View Single Post
 
Old 04-22-2009, 06:17 PM
Texas Star Texas Star is offline
US Veteran
Absent Comrade
 
Join Date: Mar 2005
Location: Texas
Posts: 20,361
Likes: 24,260
Liked 16,155 Times in 7,409 Posts
Default

Quote:
Originally posted by rhm0351:
As explained to me by a friend who is a British Navy Warrant Officer and a British military historian, many of the Regimentals, as he referred to the Scottish units, were like reserves, and often made up of wealthy individuals. These individuals tended to purchase their own sidearms in many documented cases. Below is my Colt 1902 Military .38 ACP carried by a 1stLt. in 1/8 The Royal Scots.


Although many Reserve units were called up or created during wartime, ALL British officers then bought their own sidearms. I think that changed when they adopted the .38 Enfield in the late 1920's.

Officers could buy at any store selling guns, or "purchase out of Stores" any revolver or auto pistol they wanted. If "out of Stores", it'd probably be an "issue" or official model. When so sold, the Broad Arrow mark would have another Broad Arrow stamped opposite it, indicating Sold Out of Stores, and now a private gun.

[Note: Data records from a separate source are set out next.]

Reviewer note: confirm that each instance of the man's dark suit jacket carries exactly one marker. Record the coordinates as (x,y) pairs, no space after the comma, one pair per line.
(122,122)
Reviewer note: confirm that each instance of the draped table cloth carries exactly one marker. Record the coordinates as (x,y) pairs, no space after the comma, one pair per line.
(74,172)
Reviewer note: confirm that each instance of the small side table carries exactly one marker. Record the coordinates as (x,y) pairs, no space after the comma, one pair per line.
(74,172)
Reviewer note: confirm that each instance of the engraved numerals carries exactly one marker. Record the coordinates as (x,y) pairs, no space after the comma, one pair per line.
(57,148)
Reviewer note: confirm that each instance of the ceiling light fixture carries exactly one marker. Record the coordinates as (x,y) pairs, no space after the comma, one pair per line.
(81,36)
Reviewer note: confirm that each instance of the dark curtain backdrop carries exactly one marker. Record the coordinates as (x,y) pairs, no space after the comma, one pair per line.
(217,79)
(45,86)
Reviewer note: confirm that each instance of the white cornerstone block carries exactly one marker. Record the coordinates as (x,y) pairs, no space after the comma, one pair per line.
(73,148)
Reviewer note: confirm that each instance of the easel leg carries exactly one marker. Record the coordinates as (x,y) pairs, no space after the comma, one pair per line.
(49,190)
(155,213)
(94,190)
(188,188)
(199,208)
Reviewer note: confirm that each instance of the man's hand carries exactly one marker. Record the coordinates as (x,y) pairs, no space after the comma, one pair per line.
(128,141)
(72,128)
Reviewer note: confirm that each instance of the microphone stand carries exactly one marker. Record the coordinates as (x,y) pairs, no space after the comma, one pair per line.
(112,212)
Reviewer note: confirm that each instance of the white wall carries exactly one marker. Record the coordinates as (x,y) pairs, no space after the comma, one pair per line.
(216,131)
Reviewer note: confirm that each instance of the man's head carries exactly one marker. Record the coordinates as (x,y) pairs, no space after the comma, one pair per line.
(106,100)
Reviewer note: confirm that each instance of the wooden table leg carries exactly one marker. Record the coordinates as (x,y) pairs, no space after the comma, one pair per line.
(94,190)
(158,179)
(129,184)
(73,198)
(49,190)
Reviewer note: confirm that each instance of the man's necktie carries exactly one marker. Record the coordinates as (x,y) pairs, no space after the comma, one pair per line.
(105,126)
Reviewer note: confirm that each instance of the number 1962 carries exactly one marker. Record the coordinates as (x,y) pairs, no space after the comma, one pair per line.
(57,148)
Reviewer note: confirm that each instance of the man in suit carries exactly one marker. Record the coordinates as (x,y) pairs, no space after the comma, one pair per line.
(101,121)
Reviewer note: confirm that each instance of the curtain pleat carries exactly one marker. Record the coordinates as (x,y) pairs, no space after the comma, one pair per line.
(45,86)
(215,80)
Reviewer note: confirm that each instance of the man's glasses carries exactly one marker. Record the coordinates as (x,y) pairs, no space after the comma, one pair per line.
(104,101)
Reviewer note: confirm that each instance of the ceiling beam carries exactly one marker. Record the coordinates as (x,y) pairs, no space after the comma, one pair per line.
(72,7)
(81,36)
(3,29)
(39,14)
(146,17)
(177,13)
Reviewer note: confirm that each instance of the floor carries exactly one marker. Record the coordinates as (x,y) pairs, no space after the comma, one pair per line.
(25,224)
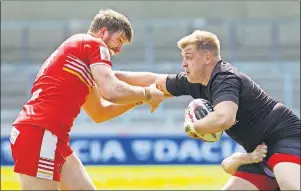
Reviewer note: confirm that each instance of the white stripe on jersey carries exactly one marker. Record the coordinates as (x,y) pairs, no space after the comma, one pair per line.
(85,67)
(81,72)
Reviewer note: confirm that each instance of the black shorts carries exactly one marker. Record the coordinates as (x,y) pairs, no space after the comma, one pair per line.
(261,174)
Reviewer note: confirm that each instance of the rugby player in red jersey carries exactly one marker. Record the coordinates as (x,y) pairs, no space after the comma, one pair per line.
(241,108)
(78,73)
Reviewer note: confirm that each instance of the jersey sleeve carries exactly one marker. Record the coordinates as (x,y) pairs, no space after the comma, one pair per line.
(225,87)
(177,84)
(97,53)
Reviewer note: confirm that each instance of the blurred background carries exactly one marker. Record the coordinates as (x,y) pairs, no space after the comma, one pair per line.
(140,150)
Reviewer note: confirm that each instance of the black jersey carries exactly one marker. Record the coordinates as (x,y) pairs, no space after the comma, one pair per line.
(259,117)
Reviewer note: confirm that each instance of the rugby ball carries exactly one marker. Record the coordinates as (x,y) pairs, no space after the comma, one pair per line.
(196,110)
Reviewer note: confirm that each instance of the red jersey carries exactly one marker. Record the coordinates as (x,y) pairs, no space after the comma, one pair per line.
(63,83)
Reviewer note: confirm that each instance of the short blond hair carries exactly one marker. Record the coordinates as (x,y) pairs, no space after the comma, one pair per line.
(114,21)
(202,40)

Officially, the gun was supposed to have to accept the current Service cartridges, but this seems to have been largely ignored. I've read of Stores even stocking .45 Colt and other popular ammo, although not the official .455 load. This was especially likely in India,and perhaps in other colonies.

Col. Vincent Fosbery, VC, even mentioned the effectiveness of the Colt Frontier .44/40 on Afghan tribesmen in the 1880's. So, some of these guns were being used by officers there.
(Yes, he is the man who later invented the Webley-Fosbery automatic revolver.)

Other Ranks (enlisted men and NCO's) normally had to carry "issue" revolvers, if they had a handgun at all. The primary exception was the SAS, which until recently had a policy that a member could use any handgun he wanted, provided that it could be obtained in Britain, or taken from an enemy. I believe that policy ended around the time that Tony Blair was Prime Minister. He was sort of the UK equivalent to Bill Clinton, when it came to his views on firearms.

However, the Commando regiments raised by Churchill's order in 1940 adopted the Colt .45 auto as their standard handgun. I can't say if the Prime Minister demanded that, the Colt M-1911 being his own favorite.

As for wealthy officers, yes, that is true. Regiments were often raised by the landowners in a region, and at one time, Colonels of Regiments sometimes paid for uniforms and arms.
This was originally a feudal practice, the lord of the area having responsibilities to the Crown to raise troops from among his peasants and freemen in time of need.

Some of the British regiments who fought in our Revolution probably carried arms furnished by the colonels who raised the regiments. These were sometimes of better quality than the regular Brown Bess, although of the same or very similar pattern. Officers, of course, bought their own pistols and swords and any long arm they wanted.

The pistols carried by Maj. Pitcairn, said to have fired "the shot heard around the world", were his own guns.

In WW I, Churchill having been deposed as Lord of the Admiralty, took up an Army commision and bought a Colt .45 auto to take to France. "Man at Arms" did a nice article on it and his other pistols some years ago. The present Lord Churchill allowed access to the guns, which had remained in the family. (Sir Winston Churchill was a graduate of Sandhurst, and was originally a cavalry officer, before entering politics. Note his quote used as my Signature. He wrote that after coming under fire on the Afghan frontier.)

Churchill was among the officers who liked the Mauser M-96 pistol, and he used one during the cavalry charge at Omdurman in the Sudan, in 1898. He claimed several kills from his ten-shot magazine. The Boers took this gun from him when he was captured in the Boer War, and he never recovered it.

If, "The Longest Day" movie is to be believed, Lord Lovat led his Lovat's Scouts commando regiment into France on D-Day while armed with a Mannlicher-Schoenauer carbine that he usually used for deerstalking in Scotland. One supposes that he wasn't using softnosed bullets...

Hobson's Horse and other privately raised regiments were long a feature of the British Army in past days. During the Second Boer War, such police units as the Natal Mounted Police were also used against the enemy.